Indicado a cinco Oscar (Melhor Filme, Direção, Atriz, Roteiro Original e Edição) este ano, e vencedor do prêmio de Roteiro Original, o filme francês “Anatomia de uma Queda”, que chega hoje à Amazon Prime Video, não foi a escolha francesa para a categoria de Filme Internacional no Oscar 2024.
Apesar de ter sido o Palma de Ouro em Cannes, o mais prestigioso festival de cinema do mundo, o filme de Justine Triet foi preterido por “Sabor da Vida”. Há duas teorias para isso: a primeira é de que a confiança no filme de Triet era tão alta que as indicações aos prêmios principais já eram dadas como certas, o que colocaria a França com dois longas no Oscar; a outra, bem plausível, é que as críticas de Triet ao governo francês tenham causado uma represália. “Sabor da Vida”, vale ressaltar, não figurou entre os cinco indicados na referida categoria e teve sua estreia no Brasil adiada por isso.
“Anatomia de uma Queda” é um drama que acompanha a escritora alemã Sandra (Sandra Hüller, indicada a Melhor Atriz) após a misteriosa morte de seu marido, Samuel (Samuel Theis), que caiu do sótão da casa em quer moravam, no interior da França. A única possível testemunha do ocorrido é Daniel (Milo Machado-Graner), um jovem cego, e agora Sandra terá que provar na justiça que não foi a responsável pela morte de Samuel.
O roteiro escrito por Triet e Arthur Harari traz uma história simples, um drama jurídico como tantos outros, mas com algumas camadas e, principalmente, uma roupagem “cult”. A história vai sendo desconstruída gradualmente, ganhando novos detalhes e tons ao desenrolar do julgamento.
O texto funciona muito bem e tem seu grande mérito justamente em fazer o espectador se questionar – a vontade de acreditar na protagonista é pulsante, mas nem sempre as provas corroboram com ela. Aos poucos, ainda, o drama jurídico se aprofunda na história do casal quando ela é esmiuçada pela acusação na tentativa de colar em Sandra uma motivação sólida para matar Samuel.
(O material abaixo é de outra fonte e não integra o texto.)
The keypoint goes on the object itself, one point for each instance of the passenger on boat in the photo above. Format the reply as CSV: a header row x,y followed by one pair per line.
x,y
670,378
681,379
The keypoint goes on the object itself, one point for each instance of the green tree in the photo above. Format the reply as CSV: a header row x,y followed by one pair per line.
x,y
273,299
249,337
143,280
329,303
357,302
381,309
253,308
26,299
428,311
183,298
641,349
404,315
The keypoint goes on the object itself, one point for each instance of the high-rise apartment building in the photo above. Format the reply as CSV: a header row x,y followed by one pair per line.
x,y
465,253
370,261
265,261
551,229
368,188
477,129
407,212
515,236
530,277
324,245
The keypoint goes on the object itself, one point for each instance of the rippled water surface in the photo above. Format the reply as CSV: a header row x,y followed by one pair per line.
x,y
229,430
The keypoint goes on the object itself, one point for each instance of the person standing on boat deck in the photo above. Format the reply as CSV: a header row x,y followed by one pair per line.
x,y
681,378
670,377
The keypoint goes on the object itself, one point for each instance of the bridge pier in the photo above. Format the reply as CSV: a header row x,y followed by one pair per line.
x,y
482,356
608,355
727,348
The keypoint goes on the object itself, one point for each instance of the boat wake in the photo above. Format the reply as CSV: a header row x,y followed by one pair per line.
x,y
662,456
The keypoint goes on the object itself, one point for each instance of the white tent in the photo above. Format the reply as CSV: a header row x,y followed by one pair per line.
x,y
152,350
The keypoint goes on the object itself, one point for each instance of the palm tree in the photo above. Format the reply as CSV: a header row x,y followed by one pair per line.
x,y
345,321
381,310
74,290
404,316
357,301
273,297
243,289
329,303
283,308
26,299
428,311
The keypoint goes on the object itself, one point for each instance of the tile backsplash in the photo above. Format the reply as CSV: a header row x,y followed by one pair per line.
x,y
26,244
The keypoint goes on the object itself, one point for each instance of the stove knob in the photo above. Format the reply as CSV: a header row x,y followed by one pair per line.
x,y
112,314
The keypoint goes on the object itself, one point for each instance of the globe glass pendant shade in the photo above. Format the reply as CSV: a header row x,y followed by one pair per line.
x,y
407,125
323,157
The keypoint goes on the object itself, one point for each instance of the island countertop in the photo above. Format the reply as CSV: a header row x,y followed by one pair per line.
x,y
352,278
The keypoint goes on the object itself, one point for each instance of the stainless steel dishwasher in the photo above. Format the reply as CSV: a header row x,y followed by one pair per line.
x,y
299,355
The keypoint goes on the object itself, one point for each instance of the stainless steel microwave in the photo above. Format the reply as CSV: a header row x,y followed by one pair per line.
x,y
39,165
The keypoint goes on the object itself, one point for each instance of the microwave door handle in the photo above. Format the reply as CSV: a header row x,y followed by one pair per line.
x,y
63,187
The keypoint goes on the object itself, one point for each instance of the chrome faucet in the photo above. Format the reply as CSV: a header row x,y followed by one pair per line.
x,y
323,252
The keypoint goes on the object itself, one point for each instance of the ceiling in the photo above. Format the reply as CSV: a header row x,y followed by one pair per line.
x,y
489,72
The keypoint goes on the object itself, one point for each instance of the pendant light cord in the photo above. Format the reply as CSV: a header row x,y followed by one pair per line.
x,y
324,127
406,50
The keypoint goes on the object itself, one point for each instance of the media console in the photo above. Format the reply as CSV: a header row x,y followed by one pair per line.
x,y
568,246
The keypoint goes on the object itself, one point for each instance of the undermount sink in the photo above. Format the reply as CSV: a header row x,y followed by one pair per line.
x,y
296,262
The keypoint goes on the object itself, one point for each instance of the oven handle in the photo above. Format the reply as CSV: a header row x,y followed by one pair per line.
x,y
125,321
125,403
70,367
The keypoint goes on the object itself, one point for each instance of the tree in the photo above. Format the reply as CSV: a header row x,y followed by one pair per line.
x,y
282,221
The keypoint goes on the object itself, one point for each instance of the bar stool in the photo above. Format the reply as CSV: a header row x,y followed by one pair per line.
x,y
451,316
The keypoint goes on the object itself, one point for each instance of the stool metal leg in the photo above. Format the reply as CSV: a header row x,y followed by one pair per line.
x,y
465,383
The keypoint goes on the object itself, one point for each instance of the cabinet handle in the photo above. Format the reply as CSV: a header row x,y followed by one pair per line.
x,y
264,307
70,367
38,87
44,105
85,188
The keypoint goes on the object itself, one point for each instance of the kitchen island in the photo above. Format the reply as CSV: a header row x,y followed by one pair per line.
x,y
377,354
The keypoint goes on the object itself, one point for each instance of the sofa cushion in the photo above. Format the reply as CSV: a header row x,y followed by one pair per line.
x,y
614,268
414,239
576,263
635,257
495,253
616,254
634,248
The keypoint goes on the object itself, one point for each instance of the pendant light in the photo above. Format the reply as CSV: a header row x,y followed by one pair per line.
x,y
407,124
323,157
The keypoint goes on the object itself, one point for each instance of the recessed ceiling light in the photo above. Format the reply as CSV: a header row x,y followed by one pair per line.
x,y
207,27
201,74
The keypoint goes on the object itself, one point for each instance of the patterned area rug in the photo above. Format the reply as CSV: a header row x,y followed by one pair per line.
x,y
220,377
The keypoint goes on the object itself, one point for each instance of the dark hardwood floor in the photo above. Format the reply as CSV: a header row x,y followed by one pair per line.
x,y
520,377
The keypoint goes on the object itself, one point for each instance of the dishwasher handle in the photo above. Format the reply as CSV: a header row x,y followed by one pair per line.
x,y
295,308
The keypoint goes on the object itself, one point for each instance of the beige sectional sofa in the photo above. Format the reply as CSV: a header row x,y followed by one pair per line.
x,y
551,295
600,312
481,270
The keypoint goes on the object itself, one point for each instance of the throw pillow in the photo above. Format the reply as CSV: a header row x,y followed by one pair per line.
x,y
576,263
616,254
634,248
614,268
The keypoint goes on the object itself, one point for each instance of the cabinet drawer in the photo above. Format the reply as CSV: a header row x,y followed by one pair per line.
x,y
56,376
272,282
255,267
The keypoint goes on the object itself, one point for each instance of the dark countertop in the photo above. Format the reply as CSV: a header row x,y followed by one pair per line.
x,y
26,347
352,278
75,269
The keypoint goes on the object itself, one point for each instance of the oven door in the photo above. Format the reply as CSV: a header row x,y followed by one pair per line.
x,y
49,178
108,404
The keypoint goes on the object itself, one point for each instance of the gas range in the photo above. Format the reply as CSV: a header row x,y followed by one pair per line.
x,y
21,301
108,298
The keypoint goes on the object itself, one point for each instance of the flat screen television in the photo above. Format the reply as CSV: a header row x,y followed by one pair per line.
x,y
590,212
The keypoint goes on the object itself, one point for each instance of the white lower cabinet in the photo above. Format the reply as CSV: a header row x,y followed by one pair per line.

“Um casal é uma espécie de caos”, diz a protagonista em certo momento, antes de mergulharmos nas entranhas do relacionamento daquele casal. A relação entre Sandra e Samuel é cheia de marcas, do acidente que deixou Daniel cego ao sucesso dela como escritora enquanto ele fracassou no mesmo ramo.
“Anatomia de uma Queda” funciona, também, por suas atuações. Merecidamente indicada ao Oscar, Sandra Hüller usa a força do texto em uma atuação impecável. É sobre a ambiguidade de Sandra, a personagem, que o filme é construído; ela é imperfeita, meticulosa e imprevisível, mas é também carinhosa e atenciosa.
O fato de Sandra ser uma alemã em um julgamento na França, sem a fluência no idioma, dá a impressão de que ela tem o mundo contra si, levando o público para seu lado. É interessante quando o idioma entra em discussão também no relacionamento que encontrou um meio-termo no inglês – há falhas de comunicação, perdas na tradução em momentos íntimos…
Milo Machado-Graner é outro grande destaque do filme, com Daniel ironicamente fazendo as vezes do espectador na trama. O filme é delicado com a condição do jovem e tenta nos levar para o seu lado, o que é essencial para o terceiro ato de “Anatomia de uma Queda”. A atuação de Machado-Graner é ótima justamente por retratar a insegurança e as incertezas daquela situação. Sutilmente, é possível perceber o momento exato em que Daniel entende que, se a mãe for presa, ela perde os dois pais. O que será dele, um jovem cego, a partir dali?
Tecnicamente, o filme de Justine Triet também se destaca, principalmente na fotografia de Simon Beaufil, que alterna ambientes fechados e outros amplamente abertos e quase sempre cobertos de neve. A ideia é a confusão, a mudança de tons, dois lados, a ambiguidade, e tudo isso é potencializado pela trilha sonora em pontos-chave da trama. Da mesma forma, o filme utiliza closes em Sandra em momentos mais tensos, com a intenção de compartilharmos sua dor, por exemplo, quando ela detalha o acidente do filho.
A história poderia ser contada de outra maneira, com uma narrativa mais linear ou com foco no aspecto legal, o que aproximaria o filme à boa série “A Escada”, da HBO Max, uma história bem parecida. Mas é justamente na escolha por uma roupagem diferente e na excelência de atuações, texto, direção e aspectos técnicos que “Anatomia de uma Queda” se torna um grande filme.